When I first laid eyes on Cillian Murphy’s weird face, I thought, “Hmmm, yes, here is a man whose picture I could haphazardly glue to my chemistry binder.” Cillian is a scruffy, snake-faced Hottie with piercing, sociopathic blue eyes. (My teenage M.O.)
He plays Jim, who wakes up in a hospital to find London abandoned. In the 28 days since he went into a coma, a rage virus has spread through the city and beyond; infected humans are angry, violent and most importantly, fast. When Jim wakes up in the hospital bed, there is a moment where the camera pans over his naked body from above and you can see his penis. This split-second shot of a far-off, flaccid dick SCANDALIZED 16 year old me.
The infected are zombies, sure, but they aren’t the archetypal stumbling, rotting flesh version. In a way, they’re more human, stripped down to their most predatory form. Jim finds a group of survivors who are looking for a military outpost, a promised safe haven where society will be reborn. It’s not just a movie about survival; it’s a movie about humanity’s ultimate insignificance. It’s a movie about what it means to keep living when everything around you dies.
“Do you know I was thinking?” Jim asks in one scene.
“You were thinking that you’ll never hear another piece of original music ever again. You’ll never read a book that hasn’t already been written or see a film that hasn’t already been shot,” bad-ass co-survivor Selena responds.

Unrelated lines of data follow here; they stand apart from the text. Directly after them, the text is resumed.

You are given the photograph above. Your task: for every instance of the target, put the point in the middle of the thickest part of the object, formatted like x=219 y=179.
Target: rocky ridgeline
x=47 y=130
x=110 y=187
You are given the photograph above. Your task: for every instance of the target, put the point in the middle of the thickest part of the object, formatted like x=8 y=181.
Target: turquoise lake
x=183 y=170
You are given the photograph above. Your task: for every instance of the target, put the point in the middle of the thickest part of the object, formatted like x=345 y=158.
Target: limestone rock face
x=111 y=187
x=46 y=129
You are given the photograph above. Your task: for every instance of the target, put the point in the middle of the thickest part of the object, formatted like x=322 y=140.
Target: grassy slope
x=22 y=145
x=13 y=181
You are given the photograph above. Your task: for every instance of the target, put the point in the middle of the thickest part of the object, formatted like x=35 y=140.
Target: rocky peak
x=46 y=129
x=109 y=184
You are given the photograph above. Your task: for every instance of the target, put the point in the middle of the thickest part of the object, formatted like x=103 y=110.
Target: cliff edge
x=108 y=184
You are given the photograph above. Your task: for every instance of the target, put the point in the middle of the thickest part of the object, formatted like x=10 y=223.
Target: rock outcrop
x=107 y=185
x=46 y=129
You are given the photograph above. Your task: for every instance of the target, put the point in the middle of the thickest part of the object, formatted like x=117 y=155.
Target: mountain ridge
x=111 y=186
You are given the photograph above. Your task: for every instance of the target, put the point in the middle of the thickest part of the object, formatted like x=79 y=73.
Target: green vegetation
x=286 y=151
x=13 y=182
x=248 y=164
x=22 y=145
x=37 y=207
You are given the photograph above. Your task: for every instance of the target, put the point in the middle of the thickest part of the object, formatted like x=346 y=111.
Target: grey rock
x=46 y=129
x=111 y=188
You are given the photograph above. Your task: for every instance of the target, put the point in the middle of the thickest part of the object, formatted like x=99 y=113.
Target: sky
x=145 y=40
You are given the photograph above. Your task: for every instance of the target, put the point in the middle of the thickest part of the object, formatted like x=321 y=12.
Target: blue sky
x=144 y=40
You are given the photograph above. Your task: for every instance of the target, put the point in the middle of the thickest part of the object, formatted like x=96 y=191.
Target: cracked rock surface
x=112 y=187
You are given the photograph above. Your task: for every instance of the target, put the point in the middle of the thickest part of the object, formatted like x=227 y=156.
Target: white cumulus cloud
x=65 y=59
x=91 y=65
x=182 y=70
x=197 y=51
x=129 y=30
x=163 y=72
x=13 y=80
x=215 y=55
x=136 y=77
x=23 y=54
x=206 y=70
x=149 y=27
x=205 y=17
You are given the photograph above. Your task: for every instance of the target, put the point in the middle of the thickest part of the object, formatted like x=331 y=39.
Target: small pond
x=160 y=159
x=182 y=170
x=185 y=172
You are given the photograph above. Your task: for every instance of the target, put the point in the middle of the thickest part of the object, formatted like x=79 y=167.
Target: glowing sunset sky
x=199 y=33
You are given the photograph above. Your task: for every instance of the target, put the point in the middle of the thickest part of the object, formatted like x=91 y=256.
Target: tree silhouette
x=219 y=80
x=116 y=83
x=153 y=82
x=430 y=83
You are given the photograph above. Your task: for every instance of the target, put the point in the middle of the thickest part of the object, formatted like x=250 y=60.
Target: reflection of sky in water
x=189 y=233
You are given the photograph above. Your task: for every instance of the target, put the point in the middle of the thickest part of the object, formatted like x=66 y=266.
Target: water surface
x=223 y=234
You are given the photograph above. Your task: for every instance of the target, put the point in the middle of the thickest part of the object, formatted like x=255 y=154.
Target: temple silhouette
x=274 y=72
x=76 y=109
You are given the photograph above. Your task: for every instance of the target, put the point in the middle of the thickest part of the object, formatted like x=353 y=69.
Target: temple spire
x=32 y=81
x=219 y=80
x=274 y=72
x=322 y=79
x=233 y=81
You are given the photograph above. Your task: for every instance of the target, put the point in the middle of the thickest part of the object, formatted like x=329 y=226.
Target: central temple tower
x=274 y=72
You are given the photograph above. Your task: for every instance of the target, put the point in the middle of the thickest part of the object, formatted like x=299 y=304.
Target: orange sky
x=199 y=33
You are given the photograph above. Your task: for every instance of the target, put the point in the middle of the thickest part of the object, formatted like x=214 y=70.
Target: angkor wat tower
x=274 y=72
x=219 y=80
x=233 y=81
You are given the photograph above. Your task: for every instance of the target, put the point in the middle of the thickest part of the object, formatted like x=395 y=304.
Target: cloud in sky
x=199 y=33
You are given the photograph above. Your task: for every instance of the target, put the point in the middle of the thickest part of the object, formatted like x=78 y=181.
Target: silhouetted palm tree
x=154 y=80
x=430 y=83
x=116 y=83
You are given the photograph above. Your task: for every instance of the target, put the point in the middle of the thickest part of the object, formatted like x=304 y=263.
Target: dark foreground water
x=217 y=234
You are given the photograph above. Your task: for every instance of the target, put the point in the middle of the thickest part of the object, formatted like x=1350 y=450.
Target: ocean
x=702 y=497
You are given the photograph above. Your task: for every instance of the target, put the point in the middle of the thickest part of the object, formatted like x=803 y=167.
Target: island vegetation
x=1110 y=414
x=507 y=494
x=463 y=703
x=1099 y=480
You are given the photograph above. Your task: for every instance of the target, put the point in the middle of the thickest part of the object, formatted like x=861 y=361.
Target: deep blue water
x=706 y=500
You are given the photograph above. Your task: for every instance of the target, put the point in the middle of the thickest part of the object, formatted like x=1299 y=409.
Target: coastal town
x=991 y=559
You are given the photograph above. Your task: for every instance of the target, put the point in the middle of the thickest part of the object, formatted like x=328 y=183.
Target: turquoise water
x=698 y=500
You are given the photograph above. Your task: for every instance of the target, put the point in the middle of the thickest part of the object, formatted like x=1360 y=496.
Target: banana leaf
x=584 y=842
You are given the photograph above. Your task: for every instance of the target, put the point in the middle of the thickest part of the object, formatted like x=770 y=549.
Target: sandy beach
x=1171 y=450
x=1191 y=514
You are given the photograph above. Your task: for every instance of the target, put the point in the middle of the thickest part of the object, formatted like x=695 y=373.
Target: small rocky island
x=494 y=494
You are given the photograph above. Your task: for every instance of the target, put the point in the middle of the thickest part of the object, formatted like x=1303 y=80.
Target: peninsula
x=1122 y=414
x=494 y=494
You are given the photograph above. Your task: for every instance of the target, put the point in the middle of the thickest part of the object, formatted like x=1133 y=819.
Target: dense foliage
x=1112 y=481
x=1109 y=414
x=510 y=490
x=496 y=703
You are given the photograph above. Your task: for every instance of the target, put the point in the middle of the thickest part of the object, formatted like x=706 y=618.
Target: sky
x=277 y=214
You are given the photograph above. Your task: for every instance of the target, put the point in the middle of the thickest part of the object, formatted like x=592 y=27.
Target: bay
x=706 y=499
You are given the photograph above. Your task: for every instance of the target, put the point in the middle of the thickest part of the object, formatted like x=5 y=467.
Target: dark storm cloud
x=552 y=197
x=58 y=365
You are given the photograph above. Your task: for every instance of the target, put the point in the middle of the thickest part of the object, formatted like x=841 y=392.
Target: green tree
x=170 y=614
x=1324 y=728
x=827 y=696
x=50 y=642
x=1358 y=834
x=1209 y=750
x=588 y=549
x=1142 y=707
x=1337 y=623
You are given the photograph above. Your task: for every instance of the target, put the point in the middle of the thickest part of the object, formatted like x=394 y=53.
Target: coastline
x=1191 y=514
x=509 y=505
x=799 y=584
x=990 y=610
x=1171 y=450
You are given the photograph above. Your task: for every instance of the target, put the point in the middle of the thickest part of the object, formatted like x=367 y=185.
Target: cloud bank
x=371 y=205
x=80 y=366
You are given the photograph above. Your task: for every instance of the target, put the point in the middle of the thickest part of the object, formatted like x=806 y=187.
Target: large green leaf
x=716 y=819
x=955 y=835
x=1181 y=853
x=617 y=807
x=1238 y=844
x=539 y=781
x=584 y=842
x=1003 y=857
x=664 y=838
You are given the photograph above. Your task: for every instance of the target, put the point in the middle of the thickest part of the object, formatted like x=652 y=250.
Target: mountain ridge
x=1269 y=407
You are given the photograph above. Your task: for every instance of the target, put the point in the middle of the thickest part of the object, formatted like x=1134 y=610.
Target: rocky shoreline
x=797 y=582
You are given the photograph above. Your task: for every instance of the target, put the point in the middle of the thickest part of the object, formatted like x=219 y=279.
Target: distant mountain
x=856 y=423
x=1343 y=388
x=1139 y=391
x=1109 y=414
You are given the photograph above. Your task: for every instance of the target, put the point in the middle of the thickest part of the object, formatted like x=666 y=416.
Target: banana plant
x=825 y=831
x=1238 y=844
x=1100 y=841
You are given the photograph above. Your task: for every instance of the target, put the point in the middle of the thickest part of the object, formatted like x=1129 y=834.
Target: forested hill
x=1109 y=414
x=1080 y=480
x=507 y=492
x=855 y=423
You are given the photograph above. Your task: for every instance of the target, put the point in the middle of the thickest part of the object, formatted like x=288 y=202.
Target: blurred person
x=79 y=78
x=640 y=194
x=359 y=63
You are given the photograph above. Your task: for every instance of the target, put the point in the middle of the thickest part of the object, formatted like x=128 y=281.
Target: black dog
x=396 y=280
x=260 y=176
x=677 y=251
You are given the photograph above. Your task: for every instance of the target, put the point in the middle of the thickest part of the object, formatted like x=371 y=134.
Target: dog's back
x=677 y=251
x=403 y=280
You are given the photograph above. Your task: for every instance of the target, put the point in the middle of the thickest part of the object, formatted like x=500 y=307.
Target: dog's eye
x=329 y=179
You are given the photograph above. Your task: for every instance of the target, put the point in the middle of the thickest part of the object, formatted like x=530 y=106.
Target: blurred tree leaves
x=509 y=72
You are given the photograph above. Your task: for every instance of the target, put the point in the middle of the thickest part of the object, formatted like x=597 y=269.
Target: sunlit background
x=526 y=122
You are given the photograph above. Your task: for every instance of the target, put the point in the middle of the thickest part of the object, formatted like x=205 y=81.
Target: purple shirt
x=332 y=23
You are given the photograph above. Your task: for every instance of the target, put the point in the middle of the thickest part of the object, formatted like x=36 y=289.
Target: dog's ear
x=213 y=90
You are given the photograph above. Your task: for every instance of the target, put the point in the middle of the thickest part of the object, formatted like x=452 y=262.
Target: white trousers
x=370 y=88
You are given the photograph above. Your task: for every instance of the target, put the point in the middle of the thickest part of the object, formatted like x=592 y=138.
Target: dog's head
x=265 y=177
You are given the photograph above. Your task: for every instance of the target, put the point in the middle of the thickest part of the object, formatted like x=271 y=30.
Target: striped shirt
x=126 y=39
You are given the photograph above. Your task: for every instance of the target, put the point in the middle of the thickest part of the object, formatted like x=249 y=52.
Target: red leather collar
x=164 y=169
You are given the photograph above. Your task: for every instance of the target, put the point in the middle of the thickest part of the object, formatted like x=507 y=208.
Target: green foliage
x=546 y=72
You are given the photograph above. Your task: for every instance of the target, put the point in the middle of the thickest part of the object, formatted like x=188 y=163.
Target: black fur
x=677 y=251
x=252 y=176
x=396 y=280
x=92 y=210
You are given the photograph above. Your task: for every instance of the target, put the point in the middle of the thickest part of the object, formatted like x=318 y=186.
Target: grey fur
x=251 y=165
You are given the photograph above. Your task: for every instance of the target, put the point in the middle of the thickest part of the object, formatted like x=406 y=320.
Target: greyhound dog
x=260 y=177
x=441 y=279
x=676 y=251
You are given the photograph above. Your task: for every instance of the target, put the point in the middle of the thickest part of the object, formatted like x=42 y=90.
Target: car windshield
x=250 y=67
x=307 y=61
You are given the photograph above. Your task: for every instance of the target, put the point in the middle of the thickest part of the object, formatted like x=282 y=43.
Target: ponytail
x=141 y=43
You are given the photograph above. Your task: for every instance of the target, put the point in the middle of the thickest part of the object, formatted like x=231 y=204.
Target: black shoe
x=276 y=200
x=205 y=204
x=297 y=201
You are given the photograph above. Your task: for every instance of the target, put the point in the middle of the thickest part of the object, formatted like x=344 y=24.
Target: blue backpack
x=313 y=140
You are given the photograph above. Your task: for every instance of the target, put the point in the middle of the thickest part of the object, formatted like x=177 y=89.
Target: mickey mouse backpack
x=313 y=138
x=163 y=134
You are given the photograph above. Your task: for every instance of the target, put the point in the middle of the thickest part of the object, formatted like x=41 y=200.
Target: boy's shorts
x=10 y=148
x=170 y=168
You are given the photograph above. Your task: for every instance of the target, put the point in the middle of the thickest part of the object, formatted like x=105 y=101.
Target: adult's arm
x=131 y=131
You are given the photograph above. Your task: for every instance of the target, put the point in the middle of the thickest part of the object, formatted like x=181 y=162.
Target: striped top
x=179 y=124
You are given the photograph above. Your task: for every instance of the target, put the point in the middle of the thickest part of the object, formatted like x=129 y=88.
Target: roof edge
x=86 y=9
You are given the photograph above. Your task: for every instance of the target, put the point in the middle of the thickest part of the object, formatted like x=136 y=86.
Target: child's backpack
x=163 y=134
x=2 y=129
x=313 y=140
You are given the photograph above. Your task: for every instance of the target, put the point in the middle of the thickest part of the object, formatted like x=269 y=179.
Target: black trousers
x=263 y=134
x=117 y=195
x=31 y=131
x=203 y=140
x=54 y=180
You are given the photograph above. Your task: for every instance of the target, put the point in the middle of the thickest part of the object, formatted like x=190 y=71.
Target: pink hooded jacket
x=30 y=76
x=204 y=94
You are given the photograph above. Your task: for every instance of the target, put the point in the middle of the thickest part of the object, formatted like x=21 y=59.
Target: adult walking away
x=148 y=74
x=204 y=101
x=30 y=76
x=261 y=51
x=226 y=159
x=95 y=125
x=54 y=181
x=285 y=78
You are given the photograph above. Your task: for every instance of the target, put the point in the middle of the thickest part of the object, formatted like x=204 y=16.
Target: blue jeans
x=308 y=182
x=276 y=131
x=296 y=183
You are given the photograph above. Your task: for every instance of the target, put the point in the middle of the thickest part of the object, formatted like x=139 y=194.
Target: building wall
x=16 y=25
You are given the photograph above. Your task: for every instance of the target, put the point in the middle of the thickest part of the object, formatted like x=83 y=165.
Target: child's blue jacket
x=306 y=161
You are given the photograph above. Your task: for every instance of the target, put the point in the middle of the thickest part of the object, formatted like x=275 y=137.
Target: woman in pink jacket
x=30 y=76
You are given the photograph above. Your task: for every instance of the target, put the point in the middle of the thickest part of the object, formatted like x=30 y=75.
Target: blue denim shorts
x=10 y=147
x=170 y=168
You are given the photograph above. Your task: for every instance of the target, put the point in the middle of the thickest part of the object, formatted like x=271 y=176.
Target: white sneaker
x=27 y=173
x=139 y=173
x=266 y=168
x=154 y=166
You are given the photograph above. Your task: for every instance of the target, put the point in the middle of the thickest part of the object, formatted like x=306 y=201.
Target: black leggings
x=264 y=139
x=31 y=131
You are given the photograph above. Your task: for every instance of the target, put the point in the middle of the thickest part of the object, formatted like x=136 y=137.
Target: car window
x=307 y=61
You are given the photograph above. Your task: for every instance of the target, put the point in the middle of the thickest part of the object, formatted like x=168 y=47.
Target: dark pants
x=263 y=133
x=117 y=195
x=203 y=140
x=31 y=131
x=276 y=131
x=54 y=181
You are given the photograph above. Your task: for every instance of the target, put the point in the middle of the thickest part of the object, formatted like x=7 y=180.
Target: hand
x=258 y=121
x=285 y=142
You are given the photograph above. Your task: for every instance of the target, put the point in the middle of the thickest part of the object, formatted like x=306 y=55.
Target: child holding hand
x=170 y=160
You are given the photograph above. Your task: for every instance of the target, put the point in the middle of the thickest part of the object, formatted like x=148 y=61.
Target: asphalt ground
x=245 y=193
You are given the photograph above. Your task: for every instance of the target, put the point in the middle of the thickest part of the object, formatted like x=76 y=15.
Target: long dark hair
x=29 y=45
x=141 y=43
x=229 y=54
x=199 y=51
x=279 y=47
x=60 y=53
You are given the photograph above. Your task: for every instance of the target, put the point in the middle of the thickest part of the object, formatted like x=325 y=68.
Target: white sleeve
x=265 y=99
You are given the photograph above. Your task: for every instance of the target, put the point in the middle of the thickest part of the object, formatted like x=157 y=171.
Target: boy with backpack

This dystopia really stuck with teen me. The repercussions, I knew, were dire. You’ll never read another Teen Beat. You’ll never hear another Fall Out Boy album. You’ll never get to casually run into Elijah Wood after his DJ set and tell him about the dream you had in 2005 that he got hit by a car in front of your parents’ house and you had to nurse him back to health. What a grim future, indeed.